The retailer, which operates some 12,000 hypermarkets, supermarkets, hard discounters and convenience stores in 29 countries, has struggled most to stave off fierce competition at home and increased pressure from French chains such as Auchan and Leclerc. It also has come under increasing pressure from retailers such as Wal-Mart and Tesco plc in some overseas markets, especially in China and elsewhere in the Far East.
Vandevelde and Duran, who was promoted to president of the management board in tandem with Vandevelde, tried to streamline Carrefour by selling unprofitable operations in Mexico, South Korea and Japan while bulking up more profitable businesses elsewhere, including in Poland.
Nonetheless, the company has met with mixed success. Most recently it disappointed investors in January with weak fourth-quarter sales at home in its core hypermarkets. The stock has rebounded since February, pushed by possible takeover scenarios.

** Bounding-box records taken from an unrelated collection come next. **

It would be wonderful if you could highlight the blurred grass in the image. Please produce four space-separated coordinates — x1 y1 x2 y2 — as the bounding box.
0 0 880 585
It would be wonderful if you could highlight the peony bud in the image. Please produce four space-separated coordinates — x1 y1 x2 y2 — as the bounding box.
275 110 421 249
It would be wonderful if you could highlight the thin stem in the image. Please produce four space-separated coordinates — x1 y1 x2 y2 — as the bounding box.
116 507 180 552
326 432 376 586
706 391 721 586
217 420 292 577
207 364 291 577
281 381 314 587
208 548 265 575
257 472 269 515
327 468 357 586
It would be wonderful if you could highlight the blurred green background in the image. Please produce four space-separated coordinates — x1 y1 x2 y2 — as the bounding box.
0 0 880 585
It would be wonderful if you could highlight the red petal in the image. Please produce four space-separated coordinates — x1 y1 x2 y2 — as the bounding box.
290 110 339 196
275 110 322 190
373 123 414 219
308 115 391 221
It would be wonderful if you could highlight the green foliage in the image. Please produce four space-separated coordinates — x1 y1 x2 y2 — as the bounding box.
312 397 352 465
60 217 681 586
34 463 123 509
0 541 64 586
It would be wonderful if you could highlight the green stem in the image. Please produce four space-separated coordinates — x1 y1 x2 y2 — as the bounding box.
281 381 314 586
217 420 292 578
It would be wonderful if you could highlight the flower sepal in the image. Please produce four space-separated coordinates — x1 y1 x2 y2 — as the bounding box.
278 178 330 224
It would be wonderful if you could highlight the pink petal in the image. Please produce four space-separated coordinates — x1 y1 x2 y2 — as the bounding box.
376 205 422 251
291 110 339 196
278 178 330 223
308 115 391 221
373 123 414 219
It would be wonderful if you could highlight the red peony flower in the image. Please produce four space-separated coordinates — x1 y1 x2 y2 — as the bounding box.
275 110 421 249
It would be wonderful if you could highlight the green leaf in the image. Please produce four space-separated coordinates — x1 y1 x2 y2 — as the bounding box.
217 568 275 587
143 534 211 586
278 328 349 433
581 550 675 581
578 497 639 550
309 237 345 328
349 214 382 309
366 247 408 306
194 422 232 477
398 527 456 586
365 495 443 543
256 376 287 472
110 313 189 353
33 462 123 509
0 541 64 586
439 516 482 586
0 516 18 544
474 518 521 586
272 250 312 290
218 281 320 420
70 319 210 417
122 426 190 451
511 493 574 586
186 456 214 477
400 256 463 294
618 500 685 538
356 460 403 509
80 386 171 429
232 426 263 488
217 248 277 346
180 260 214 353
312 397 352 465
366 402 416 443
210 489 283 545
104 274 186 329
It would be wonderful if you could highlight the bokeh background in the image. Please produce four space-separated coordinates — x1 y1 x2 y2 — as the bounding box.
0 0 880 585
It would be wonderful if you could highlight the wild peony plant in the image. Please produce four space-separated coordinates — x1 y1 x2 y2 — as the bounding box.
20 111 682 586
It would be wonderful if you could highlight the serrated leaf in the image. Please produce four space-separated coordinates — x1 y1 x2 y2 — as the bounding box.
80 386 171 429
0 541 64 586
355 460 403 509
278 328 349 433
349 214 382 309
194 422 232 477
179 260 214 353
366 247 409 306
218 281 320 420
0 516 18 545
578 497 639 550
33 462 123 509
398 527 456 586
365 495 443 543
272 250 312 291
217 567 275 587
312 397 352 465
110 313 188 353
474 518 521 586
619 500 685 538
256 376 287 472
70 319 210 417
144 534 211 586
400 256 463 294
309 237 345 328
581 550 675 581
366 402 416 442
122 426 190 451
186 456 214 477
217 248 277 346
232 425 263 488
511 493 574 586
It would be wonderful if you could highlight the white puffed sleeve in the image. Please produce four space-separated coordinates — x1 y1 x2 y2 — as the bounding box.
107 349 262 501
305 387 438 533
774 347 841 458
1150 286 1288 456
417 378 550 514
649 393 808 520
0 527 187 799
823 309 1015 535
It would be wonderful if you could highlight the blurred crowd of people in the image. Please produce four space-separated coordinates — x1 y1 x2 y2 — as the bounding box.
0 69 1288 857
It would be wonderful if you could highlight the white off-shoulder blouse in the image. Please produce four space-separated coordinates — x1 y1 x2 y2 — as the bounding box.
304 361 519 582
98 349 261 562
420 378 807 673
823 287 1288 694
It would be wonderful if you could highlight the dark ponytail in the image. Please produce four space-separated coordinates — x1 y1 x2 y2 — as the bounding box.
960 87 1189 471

Wednesday’s events sent shares in Carrefour down 2 percent to close at 52.80 euros, or $69.27, on the Paris Bourse.
Founded in 1991, Colony has investments totaling $19 billion, primarily in real estate, gaming and hospitality. In concert with Colony and Groupe Arnault, Axon Capital also took a 0.7 percent stake in Carrefour.
This is not Arnault’s first investment outside the luxury realm. Via LVMH’s L Capital investment arm, the luxury titan has stakes in the video game retailer Micromania and the French restaurant concern Groupe Bertrand.
Last month, in disclosing a 30 percent leap in LVMH’s 2006 net profits, Arnault played down the possibility of acquisitions for the luxury group, which counts some 50 brands in fashion, leather goods, perfumes and cosmetics, wines and spirits, watches and jewelry and retailing.
“We have an optimized portfolio,” he said at the time. “It’s certainly not a favorable environment to make acquisitions.”
Still, Arnault has been actively looking to spend on other fronts. In October he formed a venture with longtime business ally Albert Frère to acquire mainly European companies via a new fund of 1 billion euros, or $1.31 billion at current exchange. That entity is expected to announce its first transaction shortly.
Arnault, considered the richest man in France, is also said to be mulling a small personal investment in Endemol, the producer of such TV shows as “Big Brother.”
Groupe Arnault has substantial investments in real estate in France, Russia and Asia, as well as stakes in listed companies. Its most recent investment was in the French travel agency Go Voyages.